Earlier this year, Cincinnatian John Stuck was cleaning out his house preparing for a move, getting rid of the kinds of things we all accumulate over the years.


Among his papers was an article he had saved because it revealed in a unique way the long reach of a war. Any war. He sent the piece to me.

The story has a haunting quality, I think you will agree. It deals with battle deaths delayed and it is set in France.

Literally millions of shells, bombs, grenades, mortars, high explosives, mustard and chlorine gas are scattered everywhere over battlefields, some of which fell silent more than 90 years ago.

In France, a group of demineurs - "de-miners" - has worked since the end of World War II to locate and remove old ordnance that, though corroded, is still "live" and still has the power to kill.

They also work, as much as possible, in secret. The French government was not anxious to advertise how many explosive devices still littered their picturesque countryside.

Incredibly, in the year the article was written a decade ago, 36 French farmers were killed and 51 seriously injured when their tractors or other implements struck shells. In that same year, five "de-miners" were killed and 11 injured trying to remove the explosives.

Some of the shells are from World War II, but the majority are from the years 1914-1918. Germany had invaded France and the conflict soon settled into the nightmare of trench warfare from the English Channel to the Swiss border.

Millions of shells of every caliber were fired and, before long, Germany introduced the horror of "gas" shells; mustard, chlorine, phosgene, turning lungs to liquid, choking men to death.

Not all the shells exploded. A substantial fraction of them are still there.
By the mid-1990s, 630 "de-miners" had died doing their vital dangerous work.

As you know, there are organizations dedicated to the elimination of mines worldwide. The late Princess Diana was among the advocates for that cause. Stories are told of children in the Middle East, in Afghanistan and now in Iraq losing their lives to mines that were set to kill or deter combatants. War's unintended consequences.

As this article shows us, the humanitarian workers have their work cut out for them. Leftover bombs will be killing children and adults for decades to come.

Europeans don't have to go far afield to find the evidence. France, over whose fields wars were waged through the 20th century and long before, is the grim lab experiment.

Even now, farmers turn up 75 mm, 88 mm, 105 mm and other shells with some regularity. And even now, men
come, at risk of life and limb, to remove them. The older gas shells are the ones everybody dreads the most. They can usually be identified by encircling white lines, according to the demineurs.

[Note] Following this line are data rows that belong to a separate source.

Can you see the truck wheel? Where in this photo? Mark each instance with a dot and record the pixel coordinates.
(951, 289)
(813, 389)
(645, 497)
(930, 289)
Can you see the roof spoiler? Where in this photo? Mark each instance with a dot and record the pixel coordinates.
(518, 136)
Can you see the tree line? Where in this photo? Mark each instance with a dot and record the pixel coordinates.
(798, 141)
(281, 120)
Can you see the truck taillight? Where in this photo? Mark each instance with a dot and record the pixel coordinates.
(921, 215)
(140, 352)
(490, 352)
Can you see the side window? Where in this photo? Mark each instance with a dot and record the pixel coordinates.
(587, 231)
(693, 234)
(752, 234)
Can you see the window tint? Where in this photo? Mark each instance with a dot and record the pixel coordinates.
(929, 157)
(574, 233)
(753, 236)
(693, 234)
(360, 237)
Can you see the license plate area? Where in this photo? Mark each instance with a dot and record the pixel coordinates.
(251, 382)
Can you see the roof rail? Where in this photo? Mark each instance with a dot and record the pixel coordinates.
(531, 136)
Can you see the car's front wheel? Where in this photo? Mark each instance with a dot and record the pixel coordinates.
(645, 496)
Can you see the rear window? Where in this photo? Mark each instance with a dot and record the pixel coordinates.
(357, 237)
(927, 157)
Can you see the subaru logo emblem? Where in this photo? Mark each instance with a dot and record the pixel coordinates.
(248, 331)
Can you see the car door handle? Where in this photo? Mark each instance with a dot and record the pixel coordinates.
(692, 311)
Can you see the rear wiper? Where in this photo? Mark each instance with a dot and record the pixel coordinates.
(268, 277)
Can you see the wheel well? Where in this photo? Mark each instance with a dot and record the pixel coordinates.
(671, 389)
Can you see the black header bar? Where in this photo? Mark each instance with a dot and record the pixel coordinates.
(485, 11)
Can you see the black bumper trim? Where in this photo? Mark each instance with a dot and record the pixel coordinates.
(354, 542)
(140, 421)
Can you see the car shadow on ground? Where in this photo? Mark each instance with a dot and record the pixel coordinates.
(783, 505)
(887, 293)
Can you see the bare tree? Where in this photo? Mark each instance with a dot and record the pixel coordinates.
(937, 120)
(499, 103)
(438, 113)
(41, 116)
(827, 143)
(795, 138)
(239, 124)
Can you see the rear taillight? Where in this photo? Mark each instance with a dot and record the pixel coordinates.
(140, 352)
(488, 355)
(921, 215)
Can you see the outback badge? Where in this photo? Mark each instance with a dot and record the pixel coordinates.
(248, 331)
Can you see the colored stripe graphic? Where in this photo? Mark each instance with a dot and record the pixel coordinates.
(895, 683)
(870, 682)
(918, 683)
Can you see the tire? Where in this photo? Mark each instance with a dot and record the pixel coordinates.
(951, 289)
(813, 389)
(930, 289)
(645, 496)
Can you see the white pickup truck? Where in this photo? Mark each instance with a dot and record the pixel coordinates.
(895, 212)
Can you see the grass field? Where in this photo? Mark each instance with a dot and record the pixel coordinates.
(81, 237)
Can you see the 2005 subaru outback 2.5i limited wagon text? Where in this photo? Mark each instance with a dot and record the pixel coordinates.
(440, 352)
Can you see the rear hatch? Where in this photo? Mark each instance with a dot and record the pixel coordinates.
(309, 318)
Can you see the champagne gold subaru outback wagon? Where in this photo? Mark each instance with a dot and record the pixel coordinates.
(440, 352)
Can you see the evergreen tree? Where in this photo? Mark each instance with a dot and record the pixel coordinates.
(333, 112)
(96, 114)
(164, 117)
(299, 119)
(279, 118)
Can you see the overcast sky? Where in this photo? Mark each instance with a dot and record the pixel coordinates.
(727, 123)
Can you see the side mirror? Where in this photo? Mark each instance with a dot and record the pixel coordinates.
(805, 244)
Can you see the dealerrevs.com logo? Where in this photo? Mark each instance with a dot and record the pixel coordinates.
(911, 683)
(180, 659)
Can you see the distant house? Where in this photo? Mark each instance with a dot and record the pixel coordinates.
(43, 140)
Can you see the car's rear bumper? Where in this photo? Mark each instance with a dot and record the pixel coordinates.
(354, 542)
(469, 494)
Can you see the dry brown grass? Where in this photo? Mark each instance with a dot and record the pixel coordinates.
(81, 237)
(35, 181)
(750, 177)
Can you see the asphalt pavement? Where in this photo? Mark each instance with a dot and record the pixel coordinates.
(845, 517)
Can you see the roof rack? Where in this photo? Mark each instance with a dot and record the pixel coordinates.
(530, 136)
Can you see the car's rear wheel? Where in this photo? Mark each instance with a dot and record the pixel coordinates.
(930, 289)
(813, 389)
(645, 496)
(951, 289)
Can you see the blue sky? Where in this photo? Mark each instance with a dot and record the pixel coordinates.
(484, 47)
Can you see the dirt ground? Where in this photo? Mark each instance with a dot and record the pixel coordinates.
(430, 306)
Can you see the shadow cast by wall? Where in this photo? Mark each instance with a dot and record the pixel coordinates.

Until the early 1990s, they were disposed of by trucking them to the mud flats of the English Channel at low tide, putting them in pits with detonators, waiting for the tide to roll in, then exploding them. It is said that the steamy plume of water that resulted was spectacular to see - from a safe distance. Environmentalists got that practice stopped and less chancy means are now used.

The standard high explosive shells are accumulated, put in a big hole dug in a military reservation and blown up.

To me, the haunting quality of all this is trying to inventory all the places on earth where protracted wars have taken place. Armies have been very good at firing shells and planting mines. Much less thought was given to removing unexploded ordnance once the conflict was over.

Deaths of innocent people, most not even born when the war was fought, will still be paying the blood cost when all of us are gone.